Distributed Estimation of Gaussian Correlations
This addresses a fundamental communication bottleneck in distributed statistical estimation, with incremental improvements in constructiveness and extensions to broader settings.
The paper tackles the problem of distributed estimation of cross-correlation matrices between two remotely located parties with limited communication, showing that for Gaussian distributions, simple unbiased estimators achieve a variance of (1-ρ²)/(2k ln 2), matching prior non-constructive results, and extends this to vector cases and unknown distributions with variance decaying at least as O(1/k).

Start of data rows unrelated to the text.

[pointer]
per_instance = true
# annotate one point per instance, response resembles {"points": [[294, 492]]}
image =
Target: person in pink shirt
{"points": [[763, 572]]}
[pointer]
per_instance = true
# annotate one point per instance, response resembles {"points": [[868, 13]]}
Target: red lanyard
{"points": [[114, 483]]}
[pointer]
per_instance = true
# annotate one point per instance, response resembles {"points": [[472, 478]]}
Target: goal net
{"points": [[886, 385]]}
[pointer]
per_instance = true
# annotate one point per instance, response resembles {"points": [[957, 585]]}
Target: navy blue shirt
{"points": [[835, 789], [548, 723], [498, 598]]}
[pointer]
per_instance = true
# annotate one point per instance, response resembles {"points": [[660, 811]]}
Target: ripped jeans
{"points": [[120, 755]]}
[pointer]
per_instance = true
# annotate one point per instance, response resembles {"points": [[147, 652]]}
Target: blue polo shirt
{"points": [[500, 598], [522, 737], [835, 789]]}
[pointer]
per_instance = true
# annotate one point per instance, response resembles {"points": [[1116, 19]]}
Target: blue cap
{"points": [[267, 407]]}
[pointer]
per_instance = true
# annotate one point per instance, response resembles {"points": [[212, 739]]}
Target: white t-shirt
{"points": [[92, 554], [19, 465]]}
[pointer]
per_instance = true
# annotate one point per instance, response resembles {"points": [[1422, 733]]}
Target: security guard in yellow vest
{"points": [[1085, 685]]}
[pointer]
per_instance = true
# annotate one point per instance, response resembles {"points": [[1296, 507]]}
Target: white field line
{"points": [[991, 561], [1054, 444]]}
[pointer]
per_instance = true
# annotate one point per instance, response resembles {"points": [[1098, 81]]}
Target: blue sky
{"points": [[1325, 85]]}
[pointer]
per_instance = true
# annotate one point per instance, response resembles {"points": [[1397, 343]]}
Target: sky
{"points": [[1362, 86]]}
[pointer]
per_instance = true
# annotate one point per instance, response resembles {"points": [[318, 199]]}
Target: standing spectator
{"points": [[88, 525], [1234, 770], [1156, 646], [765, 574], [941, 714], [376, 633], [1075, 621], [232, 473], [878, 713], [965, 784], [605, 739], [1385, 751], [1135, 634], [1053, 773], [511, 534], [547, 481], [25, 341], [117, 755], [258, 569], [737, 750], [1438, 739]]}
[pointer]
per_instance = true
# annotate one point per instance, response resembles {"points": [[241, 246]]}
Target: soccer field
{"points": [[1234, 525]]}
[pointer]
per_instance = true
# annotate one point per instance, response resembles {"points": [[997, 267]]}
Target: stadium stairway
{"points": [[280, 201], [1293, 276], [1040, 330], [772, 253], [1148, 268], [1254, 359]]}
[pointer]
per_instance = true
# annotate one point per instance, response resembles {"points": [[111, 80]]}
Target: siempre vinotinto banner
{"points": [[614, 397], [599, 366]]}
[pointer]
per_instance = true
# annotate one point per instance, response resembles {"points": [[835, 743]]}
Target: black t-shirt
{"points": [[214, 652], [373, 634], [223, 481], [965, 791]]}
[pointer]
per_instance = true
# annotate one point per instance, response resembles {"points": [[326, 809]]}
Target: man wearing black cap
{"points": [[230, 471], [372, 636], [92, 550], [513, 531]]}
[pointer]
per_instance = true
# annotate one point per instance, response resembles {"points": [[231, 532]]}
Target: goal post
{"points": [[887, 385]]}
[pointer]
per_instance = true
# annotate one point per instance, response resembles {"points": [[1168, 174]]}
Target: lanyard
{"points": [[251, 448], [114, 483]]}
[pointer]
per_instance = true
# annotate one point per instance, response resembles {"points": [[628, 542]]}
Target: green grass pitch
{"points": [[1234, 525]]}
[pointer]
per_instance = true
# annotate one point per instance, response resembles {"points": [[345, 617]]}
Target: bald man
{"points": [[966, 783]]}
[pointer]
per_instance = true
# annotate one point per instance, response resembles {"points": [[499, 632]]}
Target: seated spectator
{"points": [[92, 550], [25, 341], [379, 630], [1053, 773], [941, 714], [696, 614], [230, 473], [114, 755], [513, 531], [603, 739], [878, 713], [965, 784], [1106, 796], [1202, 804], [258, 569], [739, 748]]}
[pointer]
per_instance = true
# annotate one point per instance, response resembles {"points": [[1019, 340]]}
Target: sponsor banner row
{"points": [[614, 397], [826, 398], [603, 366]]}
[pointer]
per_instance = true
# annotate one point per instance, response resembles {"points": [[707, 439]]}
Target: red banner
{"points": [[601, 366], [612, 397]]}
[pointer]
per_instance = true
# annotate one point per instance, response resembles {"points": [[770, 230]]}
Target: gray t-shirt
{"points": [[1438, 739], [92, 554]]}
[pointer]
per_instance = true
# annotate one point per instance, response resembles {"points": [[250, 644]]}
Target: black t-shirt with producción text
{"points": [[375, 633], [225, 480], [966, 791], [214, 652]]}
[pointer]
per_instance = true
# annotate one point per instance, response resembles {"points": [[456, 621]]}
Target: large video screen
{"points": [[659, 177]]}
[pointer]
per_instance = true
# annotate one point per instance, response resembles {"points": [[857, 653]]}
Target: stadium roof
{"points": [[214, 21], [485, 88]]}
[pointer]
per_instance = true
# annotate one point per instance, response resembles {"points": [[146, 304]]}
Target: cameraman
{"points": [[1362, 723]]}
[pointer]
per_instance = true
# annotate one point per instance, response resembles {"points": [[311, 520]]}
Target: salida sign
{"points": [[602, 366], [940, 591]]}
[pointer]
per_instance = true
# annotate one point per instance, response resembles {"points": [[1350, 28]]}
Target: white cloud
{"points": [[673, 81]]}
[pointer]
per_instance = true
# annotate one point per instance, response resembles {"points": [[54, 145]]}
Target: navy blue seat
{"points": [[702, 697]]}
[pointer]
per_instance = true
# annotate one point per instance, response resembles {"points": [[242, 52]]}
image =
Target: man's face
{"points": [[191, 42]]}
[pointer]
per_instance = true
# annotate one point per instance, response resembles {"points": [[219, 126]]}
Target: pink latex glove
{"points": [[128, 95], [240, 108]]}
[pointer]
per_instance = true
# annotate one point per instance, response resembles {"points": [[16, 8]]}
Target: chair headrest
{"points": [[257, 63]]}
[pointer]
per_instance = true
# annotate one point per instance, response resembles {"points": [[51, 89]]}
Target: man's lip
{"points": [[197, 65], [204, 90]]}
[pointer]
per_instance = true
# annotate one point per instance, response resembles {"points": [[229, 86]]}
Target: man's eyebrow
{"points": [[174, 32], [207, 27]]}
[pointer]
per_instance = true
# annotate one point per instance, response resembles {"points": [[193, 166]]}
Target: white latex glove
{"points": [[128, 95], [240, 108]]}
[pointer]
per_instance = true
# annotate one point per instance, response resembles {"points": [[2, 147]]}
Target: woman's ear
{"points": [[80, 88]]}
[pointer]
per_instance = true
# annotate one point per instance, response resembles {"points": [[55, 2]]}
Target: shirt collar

We study a distributed estimation problem in which two remotely located parties, Alice and Bob, observe an unlimited number of i.i.d. samples corresponding to two different parts of a random vector. Alice can send $k$ bits on average to Bob, who in turn wants to estimate the cross-correlation matrix between the two parts of the vector. In the case where the parties observe jointly Gaussian scalar random variables with an unknown correlation $ρ$, we obtain two constructive and simple unbiased estimators attaining a variance of $(1-ρ^2)/(2k\ln 2)$, which coincides with a known but non-constructive random coding result of Zhang and Berger. We extend our approach to the vector Gaussian case, which has not been treated before, and construct an estimator that is uniformly better than the scalar estimator applied separately to each of the correlations. We then show that the Gaussian performance can essentially be attained even when the distribution is completely unknown. This in particular implies that in the general problem of distributed correlation estimation, the variance can decay at least as $O(1/k)$ with the number of transmitted bits. This behavior, however, is not tight: we give an example of a rich family of distributions for which local samples reveal essentially nothing about the correlations, and where a slightly modified estimator attains a variance of $2^{-Ω(k)}$.